Another significant thinker about leadership, Robert Greenleaf (Servant Leadership, Paulist Press, 1970), developed the idea of the leader as a person of humility and compassion, whose first concern is for the people she or he is leading rather than for one’s own status.  Interestingly, he came to these ideas from his experiences in his career at AT&T.  He wrote,

 

“The servant-leader is servant first… It begins with the natural feeling that one wants to serve, to serve first.  Then conscious choice brings one to aspire to lead.  He or she is sharply different from the person who is leader first, perhaps because of the need to assuage an unusual power drive or to acquire material possessions.  For such it will be a later choice to serve – after leadership is established…..
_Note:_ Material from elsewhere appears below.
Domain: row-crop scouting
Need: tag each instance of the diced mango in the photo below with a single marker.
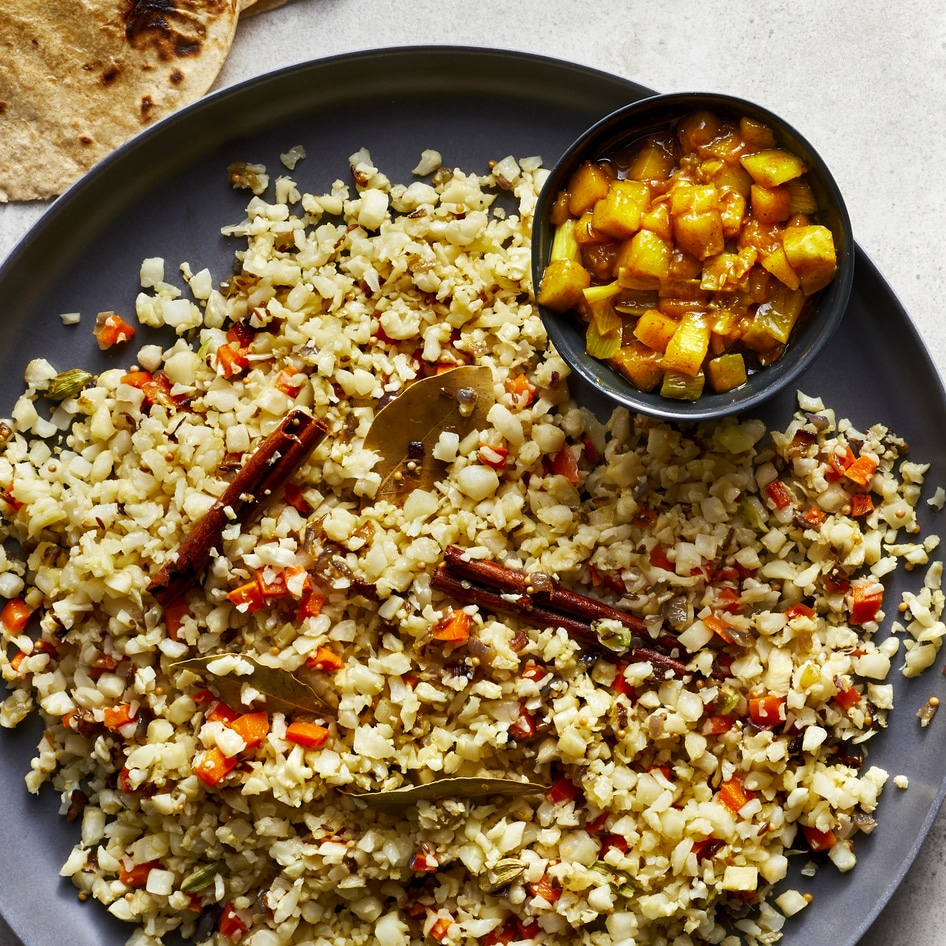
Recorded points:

The difference manifest itself in the care taken by the servant-first to make sure that other people’s highest priority needs are being served.  The best test, and difficult to administer, is: do those served grow as persons; do they, while being served, become healthier, wiser, freer, more autonomous, more likely themselves to become servants? And, what is the effect on the least privileged in society; will they benefit, or, at least, will they not be further deprived?”

 

Greenleaf’s ideas are strongly influenced by Christian teachings (one of the traditional titles of the Pope is servus servorum populi“servant of the servants of the people”).  His ideas have inspired others to form the Greenleaf Center for Servant Leadership.

 

Finally, Richard Leider argues that the essence of leadership is self-leadership.  Change begins with oneself.  He offers 20 tips for accomplishing this (in Leader of the Future, 1996):

  1. The quality of leader is reflected in relationships with others; be clear about your values because they reveal who you really are as a leader; recognize your stress level.
  2. We have choices; the willingness to exercise our choices is the source of a leader’s energy; gain control where you can.
  3. Recognize your addictions, so as not to be driven by others’ expectations; balance your life-style.
  4. Real change comes from changing your mental maps; spend at least 15 minutes a day reflecting on the big picture.
  5. Assess your leadership based on your own complete records, rather than anyone else’s partial, incomplete records; do what you love.
  6. Inventory your leadership talents; focus on strengths and manage weaknesses.
  7. Decide by what criteria you want your legacy measured; have a mentor.
  8. Continually reinvent yourself, realize that satisfaction always leads to dissatisfaction; challenge your comfort zone.
  9. Establish a solid support system; create a personal board of directors.
  10. Take the risk to initiate honest and creative face-to-face dialogue.
  11. Always know that there is something else you could do; develop a personal Plan B even before Plan A is achieved.
  12. Take control of your calendar; picture an ideal week.
  13. First make the important life decisions, then make the career decisions; have regular heart-to-heart conversations.
  14. Don’t waste you most valuable currency—time; blend personal and work priorities.
  15. Write a personal purpose statement; “Why did I get up this morning?
  16. Make consistent contact with a higher power greater than yourself; find a listening point.
  17. Leading from a clear, personal sense of purpose creates courage, and real courage attracts real followers.
  18. Integrity is doing little things consistently; leadership is built or destroyed by small day-to-day things that become a pattern.
  19. Overstress comes from reactive living; stress can break you down or energize you—the difference is how you perceive it.
  20. People are attracted to what is celebrated; lighten up.